Todas las noches, hombres y mujeres jóvenes me mandan mensajes desesperados pidiendo ayuda. «Reza por nosotros», dice uno. «La situación es crítica, estamos preocupados», afirma otro.
Kabul está en estado de shock y perplejidad. La capital es el gran premio que le falta al Talibán.
He informado desde Afganistán durante más de una década. He entablado relaciones con mujeres periodistas, juezas, parlamentarias, estudiantes de universidad y activistas de derechos humanos.
Todas me dicen que dieron un paso hacia delante porque los estadounidenses y sus aliados les animaron a hacerlo. Durante 20 años Occidente inspiró, financió y cobijó a esta nueva generación de afganos. Crecieron con libertades y oportunidades que han hecho suyas.

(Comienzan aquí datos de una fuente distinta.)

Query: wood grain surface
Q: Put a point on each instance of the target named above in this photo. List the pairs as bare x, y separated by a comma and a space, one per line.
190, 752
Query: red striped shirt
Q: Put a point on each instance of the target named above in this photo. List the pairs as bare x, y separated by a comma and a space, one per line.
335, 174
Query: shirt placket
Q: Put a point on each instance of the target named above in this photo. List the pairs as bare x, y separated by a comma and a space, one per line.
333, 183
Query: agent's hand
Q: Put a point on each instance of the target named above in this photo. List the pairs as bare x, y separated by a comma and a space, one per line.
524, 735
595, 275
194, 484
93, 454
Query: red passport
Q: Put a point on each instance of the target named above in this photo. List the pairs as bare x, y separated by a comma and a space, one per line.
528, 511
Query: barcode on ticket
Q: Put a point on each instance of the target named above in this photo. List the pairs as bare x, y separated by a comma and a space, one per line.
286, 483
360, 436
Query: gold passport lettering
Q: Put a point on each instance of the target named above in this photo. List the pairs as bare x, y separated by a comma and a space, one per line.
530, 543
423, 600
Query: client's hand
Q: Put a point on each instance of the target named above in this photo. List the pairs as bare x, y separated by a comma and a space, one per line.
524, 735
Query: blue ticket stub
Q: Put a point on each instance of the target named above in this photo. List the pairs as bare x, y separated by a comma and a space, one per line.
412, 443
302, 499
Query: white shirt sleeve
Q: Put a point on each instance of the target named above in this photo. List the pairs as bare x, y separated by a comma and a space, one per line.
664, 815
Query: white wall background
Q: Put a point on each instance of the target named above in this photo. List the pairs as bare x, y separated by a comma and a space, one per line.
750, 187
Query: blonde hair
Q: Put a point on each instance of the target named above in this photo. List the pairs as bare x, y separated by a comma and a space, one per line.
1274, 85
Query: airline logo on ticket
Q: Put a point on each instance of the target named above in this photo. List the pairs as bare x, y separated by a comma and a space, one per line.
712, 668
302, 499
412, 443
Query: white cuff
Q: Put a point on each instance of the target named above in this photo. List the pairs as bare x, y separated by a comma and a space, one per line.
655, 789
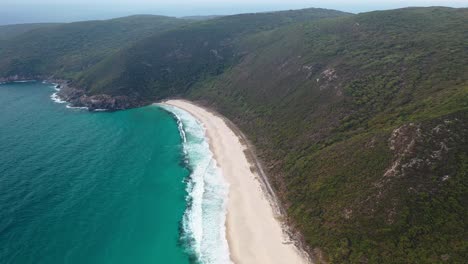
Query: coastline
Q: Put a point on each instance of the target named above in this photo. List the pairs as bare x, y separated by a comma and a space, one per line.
254, 230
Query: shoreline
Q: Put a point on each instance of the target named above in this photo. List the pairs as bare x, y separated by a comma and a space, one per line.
254, 229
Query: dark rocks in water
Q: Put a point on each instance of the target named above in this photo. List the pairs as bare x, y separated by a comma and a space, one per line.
78, 98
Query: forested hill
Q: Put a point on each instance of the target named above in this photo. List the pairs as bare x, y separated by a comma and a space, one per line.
360, 120
65, 50
170, 63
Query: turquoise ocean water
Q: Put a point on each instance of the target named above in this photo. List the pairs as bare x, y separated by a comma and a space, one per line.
80, 187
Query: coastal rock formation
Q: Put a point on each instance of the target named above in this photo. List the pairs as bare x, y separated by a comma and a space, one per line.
78, 98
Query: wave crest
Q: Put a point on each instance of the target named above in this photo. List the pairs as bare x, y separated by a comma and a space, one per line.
204, 228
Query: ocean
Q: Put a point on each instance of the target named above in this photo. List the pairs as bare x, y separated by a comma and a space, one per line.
133, 186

En mi último viaje a Kabul hablé con comandantes del Talibán. Me dijeron que están determinados a reimponer su versión de la sharia, que incluye la lapidación por adulterio, la amputación de miembros por robo e impedir que las niñas mayores de 12 años vayan a la escuela.
Ese no es el Afganistán y el Kabul que estas jóvenes mujeres conocen ni quieren.
«Hay rumores de que cuando recuperen el poder matarán a todos los cercanos al gobierno y a los Estados Unidos. Tenemos miedo», me dijo una persona.
La única respuesta de Estados Unidos y de sus aliados occidentales a estos pedido de ayuda por el momento ha sido el silencio.